The Girl on the Train by Paula Hawkins, (Doubleday Canada, $25).
This unexpected smash hit — now in its eighth week at number one on the New York Times bestseller list — rides the recent wave of Gone Girl–style thrillers. Recently divorced Rachel commutes from the English suburbs to London, and jealously watches the same "perfect" couple from her train window every day. (The couple's house backs onto the tracks.) When the wife goes missing, Rachel injects herself into the investigation and, as a result, into the grieving husband's life. Told from the perspective of three female narrators, Girl is a suspenseful whodunnit. Dreamworks optioned the book before it was even released, with Marc Platt (Into the Woods, Drive) set to produce and Erin Cressida Wilson (Secretary) attached to write the screenplay. Burning question: Will Hollywood stick with the novel's U.K. setting or Americanize it?
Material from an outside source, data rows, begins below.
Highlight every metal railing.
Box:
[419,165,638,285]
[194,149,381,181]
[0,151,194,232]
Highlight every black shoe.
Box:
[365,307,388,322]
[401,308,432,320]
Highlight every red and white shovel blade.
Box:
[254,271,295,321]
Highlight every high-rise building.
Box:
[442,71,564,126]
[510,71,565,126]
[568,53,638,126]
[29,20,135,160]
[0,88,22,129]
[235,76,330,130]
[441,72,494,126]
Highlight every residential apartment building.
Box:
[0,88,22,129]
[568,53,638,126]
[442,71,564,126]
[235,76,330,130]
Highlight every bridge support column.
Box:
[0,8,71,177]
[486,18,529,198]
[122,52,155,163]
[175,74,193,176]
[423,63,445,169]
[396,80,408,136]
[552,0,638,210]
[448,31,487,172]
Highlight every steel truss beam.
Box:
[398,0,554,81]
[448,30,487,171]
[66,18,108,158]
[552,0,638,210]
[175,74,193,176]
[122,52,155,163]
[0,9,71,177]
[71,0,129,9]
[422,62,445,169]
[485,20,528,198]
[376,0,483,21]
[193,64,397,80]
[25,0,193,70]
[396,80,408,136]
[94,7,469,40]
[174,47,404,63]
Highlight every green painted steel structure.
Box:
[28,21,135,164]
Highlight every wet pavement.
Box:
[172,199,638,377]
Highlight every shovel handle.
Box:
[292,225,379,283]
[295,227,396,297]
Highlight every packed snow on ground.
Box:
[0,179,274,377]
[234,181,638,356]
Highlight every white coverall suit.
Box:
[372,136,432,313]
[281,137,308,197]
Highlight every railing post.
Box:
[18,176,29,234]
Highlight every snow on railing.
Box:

Commuter culture, alcoholism, infidelity, murder.
Travel snacks and hangover cures: Ham and Cheese sandwiches, peanut potato chips and lots of strong black coffee.
50 Ways to Leave Your Lover - Paul Simon All Down the Line - Rolling Stones Angel Eyes - ABBA Cry Me A River - Justin Timberlake Everybody Hurts - REM Morning Train - Sheena Easton Train in Vain - The Clash
1. Have you ever imagined what the lives of strangers are like? How far would you go to learn more about them? 2. How did Hawkins' use of three unreliable narrators add to the book's mystery? Which narrator was the best guide? 3. Aside from being a thriller, the book is a meditation on extreme alcoholism. Did that aspect ring true?
Before penning Girl, her first thriller, Paula Hawkins was a journalist who had written finance books and romance novels — the latter under the pen name Amy Silver. Hawkins actually sent Girl's manuscript to a publisher before it was finished because she was in desperate need of money. Fortuitously, the book started a bidding war. The U.S. publishing house Riverhead originally planned for a print run of 40,000, but there are now 500,000 copies in circulation.